Этот старший офицер, ныне полковник национальной гвардии, на протяжении двадцати шести лет оказывал мне честь своей дружбой, нерушимой и великодушной. Он воплощение подлинного благородства, цельного характера и возвышенных мыслей – всего того, чем может гордиться человек. Никогда, несмотря на свое высокое положение в военной иерархии, не переставал он быть моим верным другом, ни разу не колебался и не отказывался оказать мне помощь. Полковнику Франсиско Боланьо Утрера я многим обязан.
Да, я сделаю все возможное и даже невозможное, чтобы всегда оставаться честным. Только как быть с тем, что я никогда не работал и ничего не умею делать? Возьмись за любое дело, чтобы зарабатывать на жизнь. Это нелегко, но вполне возможно. Завтра я стану человеком, как и все другие. Ты проиграл партию, прокурор: я выбрался из канализации.
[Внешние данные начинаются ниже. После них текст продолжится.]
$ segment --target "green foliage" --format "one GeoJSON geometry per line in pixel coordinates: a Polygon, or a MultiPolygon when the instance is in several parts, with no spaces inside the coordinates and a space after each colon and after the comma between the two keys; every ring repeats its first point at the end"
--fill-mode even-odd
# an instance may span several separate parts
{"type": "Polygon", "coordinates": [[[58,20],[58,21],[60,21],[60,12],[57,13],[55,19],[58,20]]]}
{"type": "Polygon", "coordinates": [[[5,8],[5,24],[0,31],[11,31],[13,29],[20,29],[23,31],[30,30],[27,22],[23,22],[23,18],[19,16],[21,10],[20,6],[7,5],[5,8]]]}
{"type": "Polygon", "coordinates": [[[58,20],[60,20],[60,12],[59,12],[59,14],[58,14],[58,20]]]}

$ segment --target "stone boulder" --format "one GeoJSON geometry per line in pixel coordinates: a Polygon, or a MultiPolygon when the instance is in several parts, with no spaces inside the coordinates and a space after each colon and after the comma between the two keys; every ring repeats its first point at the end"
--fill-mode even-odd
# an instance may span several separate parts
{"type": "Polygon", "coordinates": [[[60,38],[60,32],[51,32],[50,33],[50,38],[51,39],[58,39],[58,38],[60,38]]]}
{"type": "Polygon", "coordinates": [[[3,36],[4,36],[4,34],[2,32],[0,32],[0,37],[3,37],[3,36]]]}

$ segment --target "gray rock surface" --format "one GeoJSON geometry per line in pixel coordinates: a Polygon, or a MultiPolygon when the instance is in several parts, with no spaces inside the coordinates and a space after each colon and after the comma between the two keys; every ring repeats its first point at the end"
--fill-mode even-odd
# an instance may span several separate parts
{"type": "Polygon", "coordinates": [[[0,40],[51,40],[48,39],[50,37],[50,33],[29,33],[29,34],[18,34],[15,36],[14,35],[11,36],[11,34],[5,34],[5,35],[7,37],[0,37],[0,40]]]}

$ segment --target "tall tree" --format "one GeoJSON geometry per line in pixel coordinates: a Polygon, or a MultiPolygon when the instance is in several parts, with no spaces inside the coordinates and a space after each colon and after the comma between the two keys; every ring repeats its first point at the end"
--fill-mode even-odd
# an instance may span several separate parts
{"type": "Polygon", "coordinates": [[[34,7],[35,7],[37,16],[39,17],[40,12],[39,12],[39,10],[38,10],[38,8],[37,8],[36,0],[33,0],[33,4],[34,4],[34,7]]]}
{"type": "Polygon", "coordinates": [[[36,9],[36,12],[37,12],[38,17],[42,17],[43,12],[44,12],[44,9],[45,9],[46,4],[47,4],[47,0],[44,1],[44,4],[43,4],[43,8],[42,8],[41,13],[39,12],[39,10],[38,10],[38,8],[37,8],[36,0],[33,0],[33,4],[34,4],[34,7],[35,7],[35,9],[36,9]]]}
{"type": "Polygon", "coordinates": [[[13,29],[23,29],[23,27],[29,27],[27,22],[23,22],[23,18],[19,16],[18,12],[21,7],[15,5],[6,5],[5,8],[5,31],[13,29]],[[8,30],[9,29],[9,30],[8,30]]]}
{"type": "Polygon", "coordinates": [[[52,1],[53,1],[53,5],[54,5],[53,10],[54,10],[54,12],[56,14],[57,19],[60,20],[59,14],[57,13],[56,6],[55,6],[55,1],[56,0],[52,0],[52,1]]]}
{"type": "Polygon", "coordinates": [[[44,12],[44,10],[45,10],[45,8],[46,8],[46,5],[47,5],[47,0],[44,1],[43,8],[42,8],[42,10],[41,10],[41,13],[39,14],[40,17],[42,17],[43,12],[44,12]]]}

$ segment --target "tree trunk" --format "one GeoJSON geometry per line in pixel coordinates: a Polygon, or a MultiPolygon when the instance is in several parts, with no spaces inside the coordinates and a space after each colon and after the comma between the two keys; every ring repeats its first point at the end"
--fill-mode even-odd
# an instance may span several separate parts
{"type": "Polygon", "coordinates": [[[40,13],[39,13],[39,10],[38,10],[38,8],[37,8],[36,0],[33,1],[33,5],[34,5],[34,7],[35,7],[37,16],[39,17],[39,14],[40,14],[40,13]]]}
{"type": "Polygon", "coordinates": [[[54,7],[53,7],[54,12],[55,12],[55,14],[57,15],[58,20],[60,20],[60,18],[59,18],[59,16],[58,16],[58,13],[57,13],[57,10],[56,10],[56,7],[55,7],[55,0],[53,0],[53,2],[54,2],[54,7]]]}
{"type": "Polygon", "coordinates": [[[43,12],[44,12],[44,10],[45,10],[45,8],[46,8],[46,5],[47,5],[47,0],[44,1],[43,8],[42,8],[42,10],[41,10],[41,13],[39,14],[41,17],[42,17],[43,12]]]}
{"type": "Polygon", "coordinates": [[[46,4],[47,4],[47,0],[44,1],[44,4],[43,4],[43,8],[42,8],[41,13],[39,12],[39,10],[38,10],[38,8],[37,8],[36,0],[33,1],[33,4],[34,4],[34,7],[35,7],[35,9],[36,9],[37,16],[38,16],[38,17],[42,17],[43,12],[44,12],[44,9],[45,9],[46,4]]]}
Перевозбужденный, лежу и ворочаюсь в гамаке. Идет последняя ночь моей тюремной одиссеи. Встал и прошелся по огороду, за которым я так заботливо ухаживал последние месяцы. Ярко блестит луна: светло как днем. Бесшумно течет река. Не слышно крика птиц – угомонились и спят. Небо усеяно звездами, но свет луны растворяет их свечение. Надо повернуться к луне спиной, чтобы увидеть звезды. Передо мной сплошной стеной тянется лес, он расступается только там, где стоит деревня Эль-Дорадо. Мирное царство природы успокаивает и меня. Постепенно уходит тягостное возбуждение, и тишина ночи передает мне свой удивительный покой.
Я представил в своем воображении то место, где я выйду из лодки и ступлю ногой на землю Симона Боливара, человека, освободившего Венесуэлу от испанского ига и завещавшего своим сыновьям те понятия туманности и сострадания, благодаря которым мне удалось обрести новую родину и начать новую жизнь.
Мне тридцать семь, я еще молод. Я жив и здоров. Никогда не болел серьезно. Психически уравновешен и, позволительно будет сказать, вполне нормален. Дорога вниз по сточной канаве не оставила на мне следов деградации. И мне кажется, только потому, что я по ней никогда и не шел по-настоящему.
В первые же недели свободы мне предстоит найти способ не только зарабатывать себе на жизнь, но и позаботиться о Пикколино. Я взял на себя серьезную ответственность. И все же, несмотря на всю тяжесть предстоящей ноши, я выполню свое обещание, данное мною начальнику колонии. Я не оставлю несчастного парня и постараюсь определить его в ту больницу, где умелые руки смогут вернуть ему здоровье.
Не следует ли известить отца о моем освобождении? Уже многие годы он обо мне ничего не знает. А где он сам? Все новости о сыне он получал из рук жандармов во время моих побегов. Нет, не стоит спешить. К чему бередить старые раны, возможно зарубцевавшиеся с годами. Напишу, когда встану на ноги, когда получу честную, пусть даже скромную, работу, когда я смогу сказать: «Дорогой папа, твой малыш стал честным человеком – он живет честным трудом. Работает там-то, зарабатывает столько-то, должность такая-то. Тебе не надо больше низко опускать голову, когда о нем говорят. Поэтому я тебе и пишу и хочу сказать, что всегда любил тебя, почитал и любить не перестану».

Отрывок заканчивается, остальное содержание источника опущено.